The emotional and intellectual center of the writing is your panel experience, which both documents the collapse of your confidence and perhaps illuminates some of the causes. As you write, one response to discovering that your approach to law school admission was atypical of those also speaking would have been "Okay, that's your way; I did it my way." Another is to wonder, if you didn't do it the other way, whether you belong at all. That this was the actual outcome alerts us to the importance of the "not belonging" feeling at the center of the syndrome from which you've been suffering.

"Not belonging" sensations are a rather common response to the way law school withholds reinforcement and regresses peoples' adult selves in the direction of high school. But for some students, separated by class background, personal history, and other factors from the population around them, the conviction that they are ineradicably other can take very destructive hold. Your writing also reminds us that previous experiences that led to doubts about safety or belonging at earlier stages of educational life can cause the present sense to redouble. Hence the significant designation, "present-day me."

But the draft also recapitulates the experience you see as the low point: it shows up wanting to be told how to get better. You feel for yourself that being told how to get better isn't how to get better. Regeneration lies in planning and executing it for oneself, which is what your not-present-day selves have done so many other times.

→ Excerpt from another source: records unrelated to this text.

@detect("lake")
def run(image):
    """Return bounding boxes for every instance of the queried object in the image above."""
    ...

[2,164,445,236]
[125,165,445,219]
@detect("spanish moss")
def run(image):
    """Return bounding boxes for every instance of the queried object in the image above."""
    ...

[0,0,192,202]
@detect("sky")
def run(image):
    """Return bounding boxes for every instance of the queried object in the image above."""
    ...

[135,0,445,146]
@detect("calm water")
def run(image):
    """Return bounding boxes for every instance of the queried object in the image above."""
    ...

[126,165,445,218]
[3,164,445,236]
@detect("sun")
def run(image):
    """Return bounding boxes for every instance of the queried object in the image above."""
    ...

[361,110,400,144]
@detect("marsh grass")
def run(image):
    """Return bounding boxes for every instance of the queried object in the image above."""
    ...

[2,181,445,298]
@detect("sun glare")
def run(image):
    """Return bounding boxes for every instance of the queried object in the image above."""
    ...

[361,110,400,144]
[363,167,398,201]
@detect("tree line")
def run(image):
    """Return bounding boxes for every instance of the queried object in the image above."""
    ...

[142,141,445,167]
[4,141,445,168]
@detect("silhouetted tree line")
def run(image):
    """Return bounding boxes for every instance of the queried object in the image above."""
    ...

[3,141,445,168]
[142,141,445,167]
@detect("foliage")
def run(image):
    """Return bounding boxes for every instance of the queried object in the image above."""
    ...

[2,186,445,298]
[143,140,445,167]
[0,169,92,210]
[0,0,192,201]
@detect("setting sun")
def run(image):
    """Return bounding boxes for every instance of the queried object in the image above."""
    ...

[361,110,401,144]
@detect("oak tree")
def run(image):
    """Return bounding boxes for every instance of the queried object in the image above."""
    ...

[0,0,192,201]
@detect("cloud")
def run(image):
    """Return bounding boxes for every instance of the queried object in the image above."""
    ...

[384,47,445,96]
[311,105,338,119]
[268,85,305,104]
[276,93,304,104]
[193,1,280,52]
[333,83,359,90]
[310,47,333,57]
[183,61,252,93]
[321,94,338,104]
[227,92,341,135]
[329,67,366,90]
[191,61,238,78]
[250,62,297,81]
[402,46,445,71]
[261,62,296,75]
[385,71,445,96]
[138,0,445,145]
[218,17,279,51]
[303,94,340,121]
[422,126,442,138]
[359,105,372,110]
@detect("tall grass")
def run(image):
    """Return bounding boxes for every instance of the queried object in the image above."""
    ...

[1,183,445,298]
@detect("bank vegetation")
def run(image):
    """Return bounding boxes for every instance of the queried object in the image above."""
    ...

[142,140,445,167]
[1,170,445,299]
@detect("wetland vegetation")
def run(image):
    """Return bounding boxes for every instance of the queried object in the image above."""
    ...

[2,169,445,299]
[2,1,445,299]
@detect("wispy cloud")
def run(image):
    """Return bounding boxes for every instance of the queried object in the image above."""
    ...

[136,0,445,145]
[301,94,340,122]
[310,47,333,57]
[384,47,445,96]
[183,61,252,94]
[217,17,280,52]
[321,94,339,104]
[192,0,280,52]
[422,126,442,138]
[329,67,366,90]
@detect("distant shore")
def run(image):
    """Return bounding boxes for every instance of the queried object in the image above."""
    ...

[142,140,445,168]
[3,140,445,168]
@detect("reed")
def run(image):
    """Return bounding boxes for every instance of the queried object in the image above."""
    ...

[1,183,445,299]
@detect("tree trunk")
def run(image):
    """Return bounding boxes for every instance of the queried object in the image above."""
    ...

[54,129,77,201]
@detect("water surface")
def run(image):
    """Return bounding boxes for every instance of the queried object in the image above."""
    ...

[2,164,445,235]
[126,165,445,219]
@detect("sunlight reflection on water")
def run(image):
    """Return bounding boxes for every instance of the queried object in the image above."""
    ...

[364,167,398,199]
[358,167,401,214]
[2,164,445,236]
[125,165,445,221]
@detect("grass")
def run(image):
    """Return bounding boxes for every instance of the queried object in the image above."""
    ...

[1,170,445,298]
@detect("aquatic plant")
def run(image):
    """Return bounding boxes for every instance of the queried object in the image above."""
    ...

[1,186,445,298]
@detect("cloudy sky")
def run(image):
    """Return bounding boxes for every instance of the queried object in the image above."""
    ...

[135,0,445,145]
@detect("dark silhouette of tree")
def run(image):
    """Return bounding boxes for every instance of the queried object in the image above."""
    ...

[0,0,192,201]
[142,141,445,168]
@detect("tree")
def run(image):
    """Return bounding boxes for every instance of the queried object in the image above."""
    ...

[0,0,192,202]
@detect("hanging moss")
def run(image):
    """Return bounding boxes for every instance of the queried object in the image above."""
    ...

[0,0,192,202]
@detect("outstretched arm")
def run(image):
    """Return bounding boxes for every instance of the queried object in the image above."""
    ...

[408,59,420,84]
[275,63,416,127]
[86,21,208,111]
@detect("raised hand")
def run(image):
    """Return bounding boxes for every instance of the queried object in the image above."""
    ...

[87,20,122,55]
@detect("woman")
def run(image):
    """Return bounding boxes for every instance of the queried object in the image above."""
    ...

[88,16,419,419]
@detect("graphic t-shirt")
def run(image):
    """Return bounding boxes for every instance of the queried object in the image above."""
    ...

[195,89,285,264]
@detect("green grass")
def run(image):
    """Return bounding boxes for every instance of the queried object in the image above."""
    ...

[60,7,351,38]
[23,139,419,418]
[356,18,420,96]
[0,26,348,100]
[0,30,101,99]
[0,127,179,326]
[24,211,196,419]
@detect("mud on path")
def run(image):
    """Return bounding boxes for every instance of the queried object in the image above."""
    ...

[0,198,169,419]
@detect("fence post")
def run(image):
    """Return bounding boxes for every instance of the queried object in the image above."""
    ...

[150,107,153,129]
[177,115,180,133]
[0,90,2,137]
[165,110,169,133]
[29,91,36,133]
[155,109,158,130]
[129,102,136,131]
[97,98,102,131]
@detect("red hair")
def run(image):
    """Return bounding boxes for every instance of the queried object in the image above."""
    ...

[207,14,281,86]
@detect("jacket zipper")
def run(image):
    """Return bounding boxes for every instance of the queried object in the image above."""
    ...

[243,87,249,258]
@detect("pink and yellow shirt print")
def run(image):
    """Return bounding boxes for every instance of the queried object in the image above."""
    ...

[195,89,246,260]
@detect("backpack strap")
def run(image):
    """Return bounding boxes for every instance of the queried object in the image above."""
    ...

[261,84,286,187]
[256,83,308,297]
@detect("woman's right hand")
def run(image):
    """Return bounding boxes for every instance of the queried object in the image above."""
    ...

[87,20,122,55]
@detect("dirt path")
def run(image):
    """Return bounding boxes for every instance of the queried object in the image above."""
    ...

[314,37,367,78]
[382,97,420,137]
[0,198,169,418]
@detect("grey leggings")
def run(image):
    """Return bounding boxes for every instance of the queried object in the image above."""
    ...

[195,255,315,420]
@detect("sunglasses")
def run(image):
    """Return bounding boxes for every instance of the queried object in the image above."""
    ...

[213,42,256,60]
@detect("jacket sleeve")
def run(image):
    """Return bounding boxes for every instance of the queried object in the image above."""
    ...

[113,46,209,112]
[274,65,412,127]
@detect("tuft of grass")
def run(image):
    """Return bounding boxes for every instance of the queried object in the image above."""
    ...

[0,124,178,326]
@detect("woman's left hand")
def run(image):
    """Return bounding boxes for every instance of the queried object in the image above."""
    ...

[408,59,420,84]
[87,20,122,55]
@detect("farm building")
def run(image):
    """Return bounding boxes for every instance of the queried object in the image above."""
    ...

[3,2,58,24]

Another draft that draws upon Frank Putnam's summary of personality-state theory might be productive for you. "Present-day me" isn't a new and puzzlingly disabled identity standing alone: it's a personality state, resulting from dissociations produced by law school. It hasn't destroyed any other of your states, and doesn't need to be destroyed itself. What is needed is merger, communication between and incorporation of this and other states, to produce growth through the phenomenon we call "change." This is how we change, through the recognition and merger of separate personality states into new and larger versions of ourselves. The current draft stands opposed to "present-day me," not hostile to her but afraid of the consequences and meaning of her existence. The same materials, differently filtered through another kind of writing, can show the clearer and yet not radically distorted view of yourself—including but not limited to the silencing you've experienced in law school—that is the regenerated image you look for in your dream.